Timeline for four trains that passed through our survey line at t1 = 20 s, t2 = 820 s, t3 = 1040 s, t4 = 1780 s, respectively. The yellow boxes show the mixed wagon train, with the first half loading heavy stone and the last half loading light oil. We did not capture the CRH trains’ photograph due to their high speed

It takes about 10 s for passenger train A, as well as passenger train B and C, to pass through the line from the end side, but about 15 s for the freight train (Fig. 8a). The freight train moves slower than passenger trains. Two parallel events are detected on the time window from 820 to 860 s (Fig. 8a) with different loads on the wagons (highlighted by the yellow box in Fig. 12). The first half of the wagons were loaded with heavy stone for construction usage, while the last half of wagons were loaded with light oil.

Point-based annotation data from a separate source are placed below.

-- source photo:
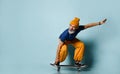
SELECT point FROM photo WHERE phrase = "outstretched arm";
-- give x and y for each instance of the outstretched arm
(95, 23)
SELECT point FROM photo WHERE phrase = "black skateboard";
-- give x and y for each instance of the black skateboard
(68, 66)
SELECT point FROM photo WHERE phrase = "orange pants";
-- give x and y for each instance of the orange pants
(79, 50)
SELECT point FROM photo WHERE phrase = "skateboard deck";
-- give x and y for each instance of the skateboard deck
(68, 66)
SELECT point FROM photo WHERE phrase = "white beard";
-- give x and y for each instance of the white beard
(71, 32)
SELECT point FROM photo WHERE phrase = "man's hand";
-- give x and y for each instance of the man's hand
(103, 21)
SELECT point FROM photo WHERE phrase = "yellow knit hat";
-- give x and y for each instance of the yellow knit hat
(75, 22)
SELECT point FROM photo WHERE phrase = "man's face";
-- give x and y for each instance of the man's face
(72, 29)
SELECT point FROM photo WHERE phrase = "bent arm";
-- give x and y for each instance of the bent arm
(60, 44)
(95, 23)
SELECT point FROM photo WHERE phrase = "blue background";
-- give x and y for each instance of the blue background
(29, 31)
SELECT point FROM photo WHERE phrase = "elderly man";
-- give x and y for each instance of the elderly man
(69, 37)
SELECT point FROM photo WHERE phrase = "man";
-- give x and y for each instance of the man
(69, 37)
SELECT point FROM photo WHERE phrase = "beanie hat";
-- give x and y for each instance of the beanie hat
(75, 22)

In order to further understand the seismic signature of moving trains, three time windows with different train events (indicated by the cyan dashed line in Fig. 8c) are presented in Fig. 13. Considering only 50-s time window for trains arriving and departing, we get an M-shaped change for the \(\phi - t\) curves (Fig. 13). Table 2 presents the time windows for the M-shaped change for the \(\phi - t\) curves of four trains. We suppose this phenomenon is caused by the transfer of energy between ballistic waves and coda waves as the distance changes. In the far distance, the recorded wavefields are mostly weak coda waves. In the intermediate distance, the energy of the coda waves increases with the trains arriving or departing. In the short distance, there is a transfer of energy from coda waves to ballistic waves as the distance decreases. It is a common practice in seismology to use the seismic coda of earthquakes for coda wave imaging (Aki 1969; Aki and Chouet 1975; Campillo and Paul 2003; Snieder 2004, 2006; Paul et al. 2005). In seismology, the scattered waves of the coda are usually considered as random, as well as seismic noise. The time window between which two face-to-face trains get close to each other shows a V-shaped change in factor ϕ (e.g., 860–960 s), because the left-going and right-going waves are out of phase with each other and the coupled PSW will undergo destructive interference.

Fig. 13
figure 13

The zoomed in view of the highlighted windows in Fig. 8c

Table 2 Time windows for each process change in ϕ in Fig. 8

6 Conclusions

We established a simple, but stable, criterion in the tau–p domain to select data segments with minimum contribution from non-stationary sources. Modeling tests and real-world application show that the proposed data selection technique in the tau–p domain performs well in improving the dispersion measurement of the passive surface waves. The real-world application also indicates that the \(\phi - t\) curve, a by-product of the data selection, provides a novel view to understand and track the time-variant processes for seismic signatures of traffic noise.

In particular, the approach improves the dispersion measurements for datasets of limited recording length. This provides a possibility for very short (tens of seconds to several minutes) passive surface wave surveys, which will significantly reduce costs in field work.